The new Magic Keyboard also gets a function key row (complete with a dedicated Escape button) and supports haptic feedback on the glass-topped trackpad.

iPad Pro (2024) vs. iPad Pro (2022): price and availability

A render of the front and back of the 2024 iPad Pro.

With all the upgrades that the new-generation flagship slates have to offer, Apple is charging a generation-over-generation premium of $200 for the 2024 iPad Pros. The 11-inch model starts at $999, while the 13-inch variant goes for $1,199 for the base storage configuration. Of course, the outrageous price premium for storage upgrades is here to stay.

And this time around, the stakes are higher, because unless you pay for the 1TB (or higher) storage variant, you will be limited to a low-power M4 variant with 9 CPU cores and 8GB of RAM. Preorders for the M4-class iPad Pro are now live on Apple’s online store, with shipments scheduled to kick off on May 15 in multiple markets, including the U.S.

iPad Pro (2024) vs. iPad Pro (2022): Is it worth upgrading?

iPad Pro with external display.

On the surface, the 2024 iPad Pro is the biggest overhaul Apple has given to any product in recent memory. If a sleek build and reduced weight don’t matter much to you, the two key aspects that should inspire your purchase are the OLED screen and the M4 processor.

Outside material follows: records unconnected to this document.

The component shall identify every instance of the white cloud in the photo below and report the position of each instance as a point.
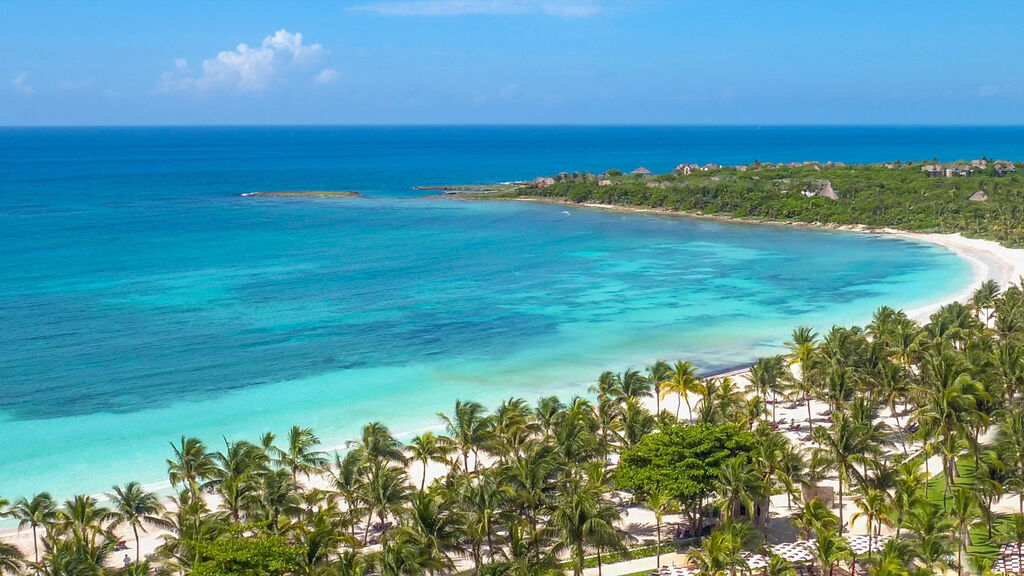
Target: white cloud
(247, 69)
(562, 8)
(326, 76)
(74, 85)
(20, 84)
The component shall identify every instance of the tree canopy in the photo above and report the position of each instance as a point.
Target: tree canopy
(681, 460)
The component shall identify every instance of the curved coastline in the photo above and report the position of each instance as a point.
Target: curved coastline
(988, 259)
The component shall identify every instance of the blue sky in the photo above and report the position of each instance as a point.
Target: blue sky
(511, 62)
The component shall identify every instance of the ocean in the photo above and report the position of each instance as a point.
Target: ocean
(144, 298)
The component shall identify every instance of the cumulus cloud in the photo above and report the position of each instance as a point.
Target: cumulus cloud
(326, 76)
(247, 69)
(20, 84)
(563, 8)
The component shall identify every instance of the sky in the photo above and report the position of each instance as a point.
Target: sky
(511, 62)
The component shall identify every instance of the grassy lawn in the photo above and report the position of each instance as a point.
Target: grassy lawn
(981, 545)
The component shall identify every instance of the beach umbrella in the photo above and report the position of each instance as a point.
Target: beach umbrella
(755, 562)
(797, 552)
(860, 543)
(1013, 564)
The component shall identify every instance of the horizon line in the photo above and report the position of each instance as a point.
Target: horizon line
(514, 125)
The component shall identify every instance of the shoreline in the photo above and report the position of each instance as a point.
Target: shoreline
(988, 259)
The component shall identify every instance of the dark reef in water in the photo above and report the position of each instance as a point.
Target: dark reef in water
(306, 194)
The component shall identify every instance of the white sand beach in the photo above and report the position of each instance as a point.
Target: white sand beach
(989, 261)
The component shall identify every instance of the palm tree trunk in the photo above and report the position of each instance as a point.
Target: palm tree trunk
(657, 554)
(840, 504)
(366, 533)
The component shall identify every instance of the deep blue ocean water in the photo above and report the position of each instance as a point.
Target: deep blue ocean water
(144, 298)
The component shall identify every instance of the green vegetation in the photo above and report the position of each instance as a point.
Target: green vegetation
(901, 196)
(920, 428)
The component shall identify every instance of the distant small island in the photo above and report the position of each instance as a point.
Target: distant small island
(979, 198)
(305, 194)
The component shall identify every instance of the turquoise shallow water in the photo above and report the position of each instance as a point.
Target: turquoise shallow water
(144, 298)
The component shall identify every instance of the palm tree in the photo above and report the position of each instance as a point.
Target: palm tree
(236, 475)
(134, 506)
(386, 490)
(841, 447)
(660, 503)
(802, 347)
(983, 299)
(469, 428)
(634, 384)
(432, 523)
(737, 484)
(766, 376)
(871, 505)
(814, 517)
(720, 551)
(583, 521)
(964, 512)
(377, 444)
(192, 463)
(41, 510)
(427, 448)
(10, 560)
(829, 549)
(301, 455)
(683, 382)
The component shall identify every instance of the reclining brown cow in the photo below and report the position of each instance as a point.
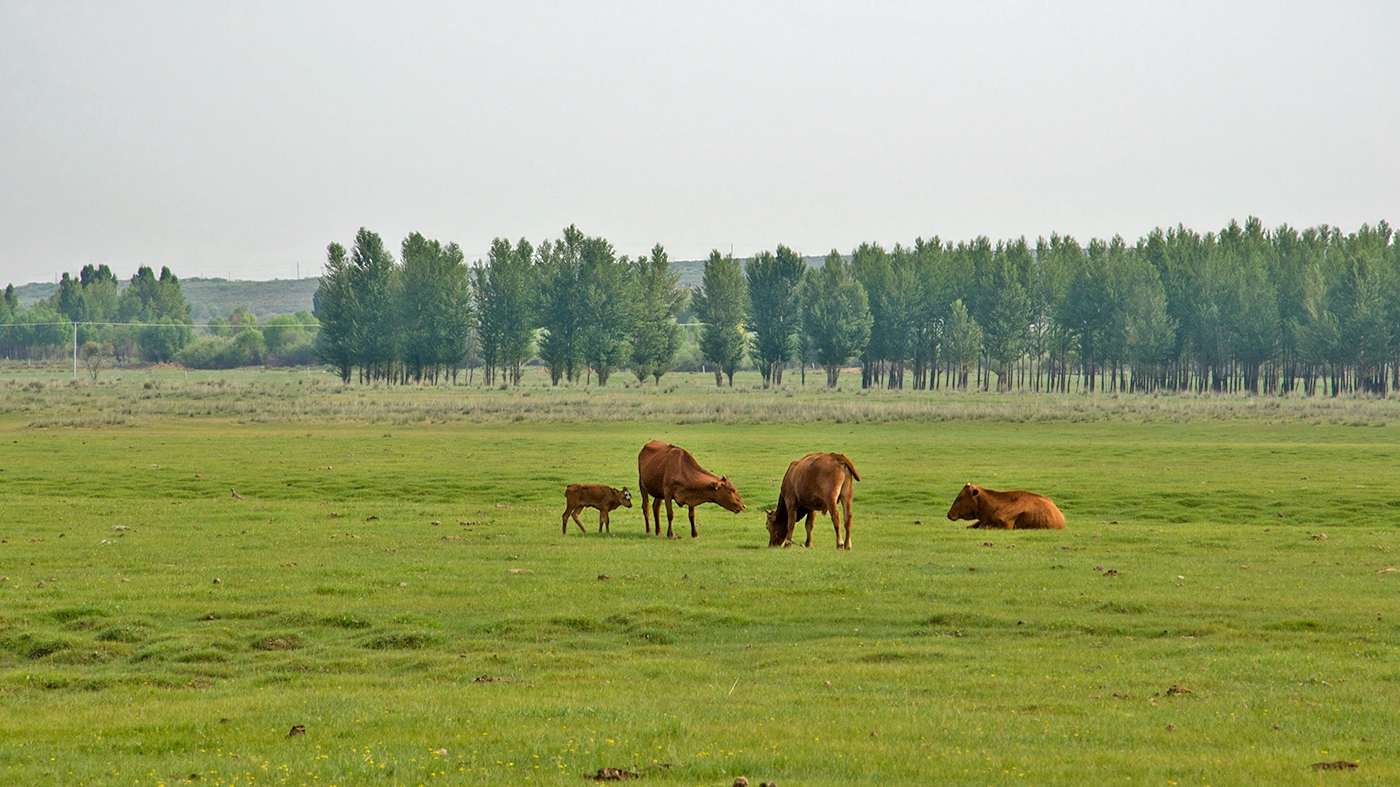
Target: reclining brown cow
(668, 472)
(578, 496)
(816, 482)
(1005, 510)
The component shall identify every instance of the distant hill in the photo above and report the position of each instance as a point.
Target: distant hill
(219, 297)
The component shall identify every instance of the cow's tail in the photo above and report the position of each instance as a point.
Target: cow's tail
(849, 465)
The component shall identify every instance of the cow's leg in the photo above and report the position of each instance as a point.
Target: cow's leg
(846, 507)
(833, 507)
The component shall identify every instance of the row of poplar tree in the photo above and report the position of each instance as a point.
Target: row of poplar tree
(584, 310)
(95, 303)
(1245, 308)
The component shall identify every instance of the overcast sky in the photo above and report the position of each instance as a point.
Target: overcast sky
(241, 137)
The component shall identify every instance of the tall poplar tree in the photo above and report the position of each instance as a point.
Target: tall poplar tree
(338, 311)
(721, 305)
(836, 315)
(660, 298)
(773, 308)
(504, 291)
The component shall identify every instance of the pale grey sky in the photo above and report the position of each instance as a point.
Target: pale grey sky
(242, 137)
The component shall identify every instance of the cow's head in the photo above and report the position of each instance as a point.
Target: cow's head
(777, 528)
(724, 493)
(965, 506)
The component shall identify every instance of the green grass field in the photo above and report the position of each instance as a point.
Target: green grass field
(396, 583)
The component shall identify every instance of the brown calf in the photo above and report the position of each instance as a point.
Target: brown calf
(578, 496)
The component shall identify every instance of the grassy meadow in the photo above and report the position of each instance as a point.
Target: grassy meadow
(1220, 609)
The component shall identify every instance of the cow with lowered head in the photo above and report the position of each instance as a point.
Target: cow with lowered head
(1005, 510)
(816, 482)
(578, 496)
(671, 474)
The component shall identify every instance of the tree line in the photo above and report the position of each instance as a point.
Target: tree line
(156, 301)
(1241, 310)
(573, 303)
(150, 321)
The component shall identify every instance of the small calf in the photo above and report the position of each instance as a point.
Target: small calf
(578, 496)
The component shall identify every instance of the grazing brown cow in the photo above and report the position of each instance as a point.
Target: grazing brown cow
(1005, 510)
(668, 472)
(578, 496)
(816, 482)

An OLED panel is, of course, great for media consumption. For creative professionals, especially for video editors and sketching workflows, an OLED screen delivers a meaningful visual upgrade. But it’s the M4 silicon that really stands as the key differentiator, especially with an NPU that will lay the foundations of AI-driven tasks.

Apple says the updated Neural Engine already proves its mettle at on-device chores, as well as hardcore workflows like video editing in Final Cut Pro. But the true potential is yet to be revealed, and for that, we’ll have to wait until Apple’s Worldwide Developers Conference (WWDC) to find out what AI-centric enhancements Apple has been cooking up for iPadOS to truly lift the iPad’s credentials.